Structural Biochemistry/Lipid activation of protein kinases< Structural Biochemistry
Lipids regulate the amplitude, duration, and subcellular location of signaling by lipid second messenger responsive kinases. Generally, this activation is regulated by membrane targeting modules that regulate the function of kinase domains within the same polypeptide. Protein kinase C (PKC) acts as the primary lipid-regulated kinase, providing a prototype for lipid-controlled kinase activation that is followed by kinases throughout the kinome, such as Akt (Protein Kinase B).
Cellular membranes form a platform of intense signaling activity. Acting as the site where extracellular signals are first received by the cell, they not only recruit and activate effector molecules, but they also provide an initiation to the activated effector molecules throughout the cell. Protein kinases possess an extremely common class of effector molecules that transduce signals, coming from the plasma membrane. These kinases can be found in the plasma membrane, illustrated by the tyrosine kinase growth factor receptors, or can be either soluble or amphipathic membrane proteins that translocate on and off cellular membranes in response to appropriate signals. Soluble proteins are found by membranes through protein scaffolds, but there are amphipathic membrane kinases whose members directly bind lipid second messengers through specific membrane targeting modules.

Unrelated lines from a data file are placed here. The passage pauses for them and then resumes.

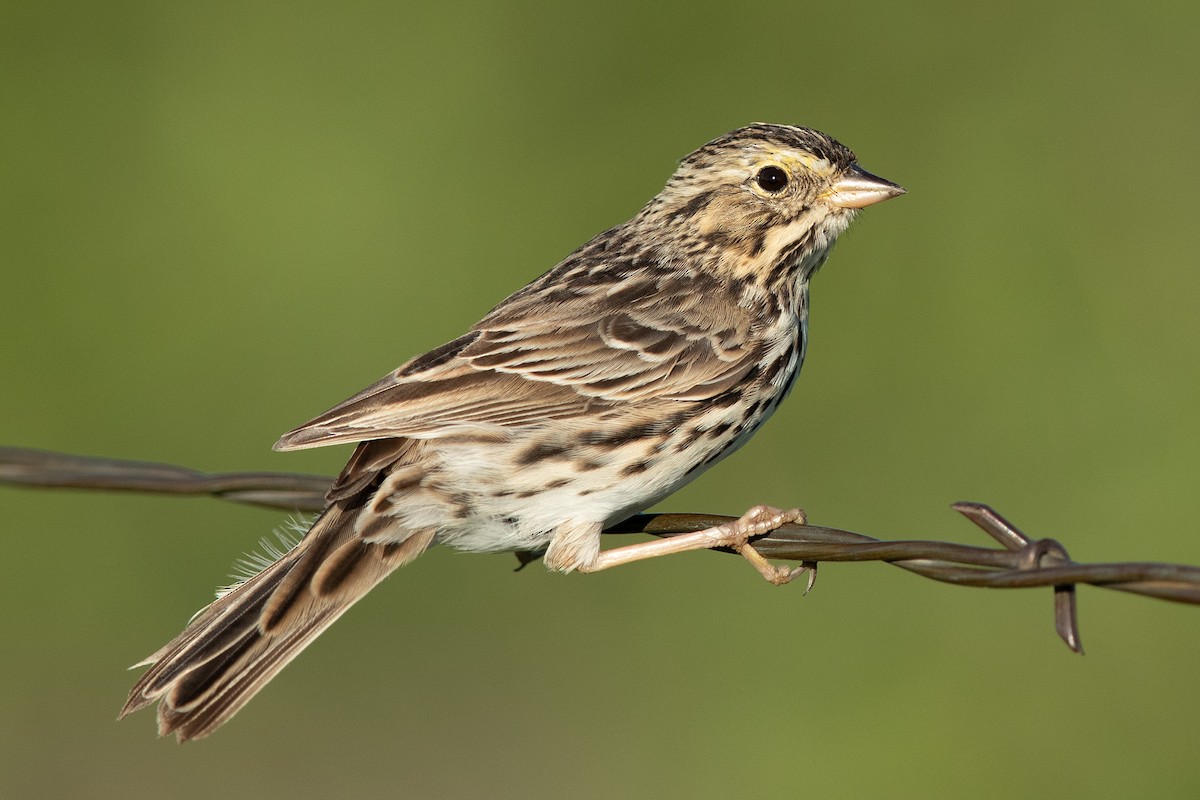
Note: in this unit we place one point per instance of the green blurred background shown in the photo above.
(221, 218)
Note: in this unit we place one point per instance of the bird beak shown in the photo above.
(858, 188)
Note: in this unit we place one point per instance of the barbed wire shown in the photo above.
(1023, 563)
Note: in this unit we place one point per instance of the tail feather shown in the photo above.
(243, 639)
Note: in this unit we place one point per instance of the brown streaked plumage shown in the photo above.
(641, 360)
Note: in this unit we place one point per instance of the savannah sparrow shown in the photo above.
(641, 360)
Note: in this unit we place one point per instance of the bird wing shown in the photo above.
(556, 350)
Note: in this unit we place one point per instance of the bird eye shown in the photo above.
(771, 179)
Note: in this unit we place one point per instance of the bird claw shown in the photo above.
(759, 521)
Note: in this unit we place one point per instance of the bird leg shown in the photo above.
(737, 535)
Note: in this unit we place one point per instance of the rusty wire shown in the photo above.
(1023, 563)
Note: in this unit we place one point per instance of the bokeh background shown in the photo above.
(221, 218)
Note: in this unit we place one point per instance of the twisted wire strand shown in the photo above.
(1021, 563)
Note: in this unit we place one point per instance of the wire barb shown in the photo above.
(1023, 563)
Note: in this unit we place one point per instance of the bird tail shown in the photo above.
(238, 643)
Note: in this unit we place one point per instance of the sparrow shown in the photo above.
(646, 356)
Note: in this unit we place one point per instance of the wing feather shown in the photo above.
(533, 360)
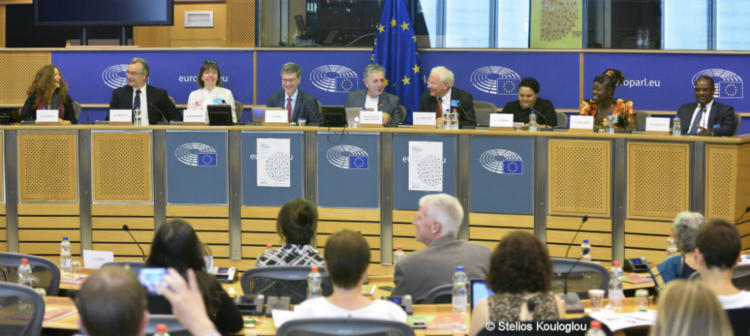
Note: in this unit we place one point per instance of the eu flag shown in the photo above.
(396, 50)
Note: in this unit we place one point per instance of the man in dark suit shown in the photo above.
(436, 223)
(442, 97)
(151, 100)
(375, 97)
(706, 116)
(298, 104)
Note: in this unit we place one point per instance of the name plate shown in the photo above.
(121, 116)
(579, 122)
(370, 117)
(194, 116)
(423, 119)
(276, 117)
(501, 120)
(47, 116)
(660, 125)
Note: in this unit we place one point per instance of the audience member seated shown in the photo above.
(685, 229)
(717, 253)
(603, 104)
(48, 91)
(520, 277)
(211, 90)
(437, 223)
(528, 100)
(176, 245)
(347, 256)
(296, 224)
(112, 302)
(689, 308)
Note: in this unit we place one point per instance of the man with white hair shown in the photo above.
(442, 97)
(437, 223)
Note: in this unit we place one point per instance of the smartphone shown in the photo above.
(150, 277)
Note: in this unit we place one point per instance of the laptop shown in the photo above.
(479, 290)
(333, 116)
(219, 115)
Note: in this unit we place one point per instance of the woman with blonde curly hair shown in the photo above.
(48, 91)
(605, 107)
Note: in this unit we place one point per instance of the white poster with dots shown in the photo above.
(426, 166)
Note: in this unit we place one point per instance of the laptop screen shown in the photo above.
(479, 290)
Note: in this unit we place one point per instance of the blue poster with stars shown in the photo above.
(396, 50)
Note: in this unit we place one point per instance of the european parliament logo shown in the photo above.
(115, 76)
(196, 154)
(495, 80)
(727, 83)
(334, 78)
(348, 157)
(501, 161)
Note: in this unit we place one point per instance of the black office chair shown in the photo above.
(344, 326)
(583, 276)
(46, 273)
(288, 281)
(439, 294)
(22, 310)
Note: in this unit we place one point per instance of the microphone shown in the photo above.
(572, 300)
(164, 117)
(127, 229)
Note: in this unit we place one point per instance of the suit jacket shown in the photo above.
(387, 102)
(305, 106)
(28, 112)
(720, 114)
(466, 116)
(435, 264)
(156, 98)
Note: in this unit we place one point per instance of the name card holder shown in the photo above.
(424, 120)
(118, 117)
(501, 121)
(276, 117)
(47, 117)
(656, 126)
(581, 124)
(371, 119)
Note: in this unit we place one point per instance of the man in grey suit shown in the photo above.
(298, 104)
(375, 97)
(437, 223)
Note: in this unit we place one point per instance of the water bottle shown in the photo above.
(65, 256)
(398, 255)
(586, 251)
(676, 126)
(25, 276)
(532, 122)
(615, 293)
(137, 117)
(161, 330)
(671, 245)
(460, 291)
(595, 329)
(313, 283)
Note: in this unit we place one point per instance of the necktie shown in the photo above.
(439, 111)
(694, 126)
(289, 108)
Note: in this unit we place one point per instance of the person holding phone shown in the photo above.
(177, 246)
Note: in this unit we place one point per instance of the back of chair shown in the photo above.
(344, 326)
(483, 110)
(22, 310)
(46, 273)
(439, 294)
(282, 281)
(581, 275)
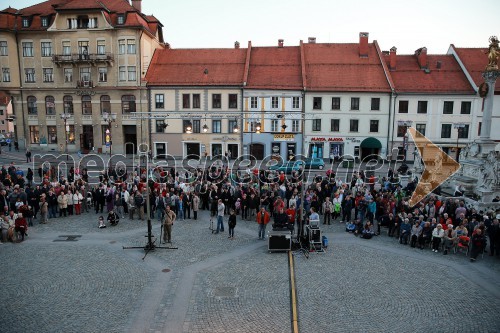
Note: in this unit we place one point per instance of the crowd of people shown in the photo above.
(363, 202)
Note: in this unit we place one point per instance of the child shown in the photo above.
(232, 224)
(101, 222)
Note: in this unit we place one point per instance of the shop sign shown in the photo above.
(284, 137)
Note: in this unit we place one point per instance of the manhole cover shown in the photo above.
(225, 292)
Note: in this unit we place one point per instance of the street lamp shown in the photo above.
(405, 124)
(109, 118)
(65, 117)
(459, 127)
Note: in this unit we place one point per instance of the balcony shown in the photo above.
(76, 59)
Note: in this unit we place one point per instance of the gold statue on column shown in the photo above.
(493, 53)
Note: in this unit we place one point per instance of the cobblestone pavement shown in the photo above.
(213, 284)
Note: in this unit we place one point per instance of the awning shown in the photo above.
(371, 143)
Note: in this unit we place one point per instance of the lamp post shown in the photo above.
(459, 127)
(109, 118)
(65, 116)
(405, 124)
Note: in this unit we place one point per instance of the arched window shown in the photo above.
(105, 104)
(50, 105)
(86, 104)
(128, 103)
(32, 109)
(68, 104)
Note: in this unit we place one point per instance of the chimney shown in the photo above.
(392, 58)
(137, 5)
(363, 44)
(421, 54)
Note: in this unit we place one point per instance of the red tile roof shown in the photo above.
(338, 67)
(449, 79)
(197, 67)
(475, 61)
(275, 68)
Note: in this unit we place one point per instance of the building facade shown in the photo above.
(77, 63)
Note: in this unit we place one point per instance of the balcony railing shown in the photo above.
(83, 58)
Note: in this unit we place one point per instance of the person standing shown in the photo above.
(263, 218)
(168, 222)
(220, 216)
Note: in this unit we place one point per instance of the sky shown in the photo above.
(408, 25)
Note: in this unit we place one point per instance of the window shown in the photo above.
(32, 109)
(66, 48)
(122, 76)
(46, 49)
(216, 101)
(105, 104)
(52, 134)
(86, 104)
(159, 101)
(103, 74)
(446, 131)
(196, 101)
(253, 102)
(85, 74)
(353, 125)
(29, 75)
(131, 46)
(68, 75)
(422, 107)
(448, 107)
(121, 46)
(316, 125)
(101, 47)
(5, 74)
(27, 49)
(128, 103)
(131, 73)
(355, 103)
(274, 126)
(233, 101)
(463, 133)
(465, 108)
(231, 125)
(186, 101)
(335, 103)
(68, 104)
(216, 126)
(274, 102)
(421, 128)
(317, 103)
(48, 75)
(196, 126)
(3, 48)
(403, 107)
(335, 125)
(34, 134)
(50, 105)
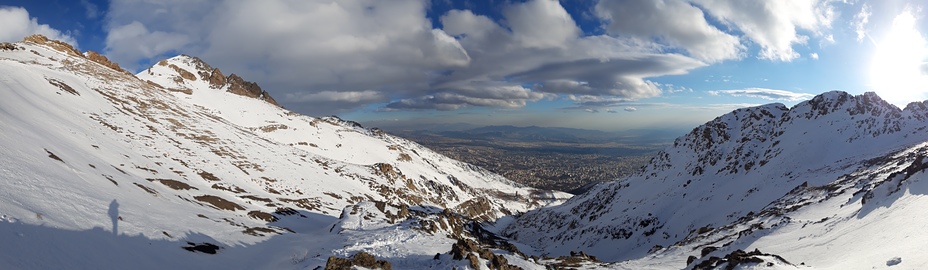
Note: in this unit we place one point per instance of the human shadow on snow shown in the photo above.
(29, 246)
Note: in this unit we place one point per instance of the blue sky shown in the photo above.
(606, 64)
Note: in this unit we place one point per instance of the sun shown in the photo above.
(898, 72)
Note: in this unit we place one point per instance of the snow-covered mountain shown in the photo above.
(836, 182)
(103, 169)
(100, 168)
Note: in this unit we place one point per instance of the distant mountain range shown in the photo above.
(177, 168)
(510, 133)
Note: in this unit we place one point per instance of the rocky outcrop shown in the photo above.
(360, 259)
(54, 44)
(100, 59)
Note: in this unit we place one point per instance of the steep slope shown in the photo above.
(95, 161)
(790, 181)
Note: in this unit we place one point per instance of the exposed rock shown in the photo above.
(216, 79)
(6, 46)
(54, 44)
(360, 259)
(219, 202)
(100, 59)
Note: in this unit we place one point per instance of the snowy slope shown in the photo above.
(105, 170)
(787, 181)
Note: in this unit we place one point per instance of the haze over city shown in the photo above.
(607, 65)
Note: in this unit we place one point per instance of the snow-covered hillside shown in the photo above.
(101, 169)
(836, 182)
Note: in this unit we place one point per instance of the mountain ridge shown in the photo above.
(90, 148)
(753, 156)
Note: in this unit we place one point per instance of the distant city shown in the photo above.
(570, 160)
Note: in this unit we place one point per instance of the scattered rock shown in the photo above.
(219, 202)
(894, 261)
(360, 259)
(204, 247)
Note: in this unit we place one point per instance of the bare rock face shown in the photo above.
(100, 59)
(55, 44)
(216, 79)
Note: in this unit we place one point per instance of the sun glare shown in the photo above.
(896, 71)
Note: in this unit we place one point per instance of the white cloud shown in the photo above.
(325, 56)
(541, 24)
(128, 43)
(91, 9)
(16, 24)
(677, 22)
(306, 51)
(764, 93)
(773, 24)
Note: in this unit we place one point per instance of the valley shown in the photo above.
(566, 164)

For PKC, The interaction of the membrane-targeting modules on the membrane, with high affinity, produces a conformational change that releases an auto-inhibitory pseudosubstrate segment from the substrate-binding cavity, allowing substrate binding and downstream signaling. This active conformation depends on lipid binding. In the case of Akt, engaging the PH domain on membranes serves the purpose of allowing priming phosphorylations of Akt. Once phosphorylated at two key positions, Akt is locked in an active conformation, and, unlike PKC, activity is independent of lipid binding. On the other hand, activity is regulated by the phosphorylation state of Akt. Therefore, lipids control the activity of a phosphorylated PKC, an event that dissociates Akt activity from lipid binding.
Lipid second messengers relay an abundance of signals that control cell growth and survival. Direct binding of protein kinases to these lipid second messengers serves as a first step to transduce information into the cell. The activity of these kinases is regulated and deregulation of this activity results in pathological states such as cancer.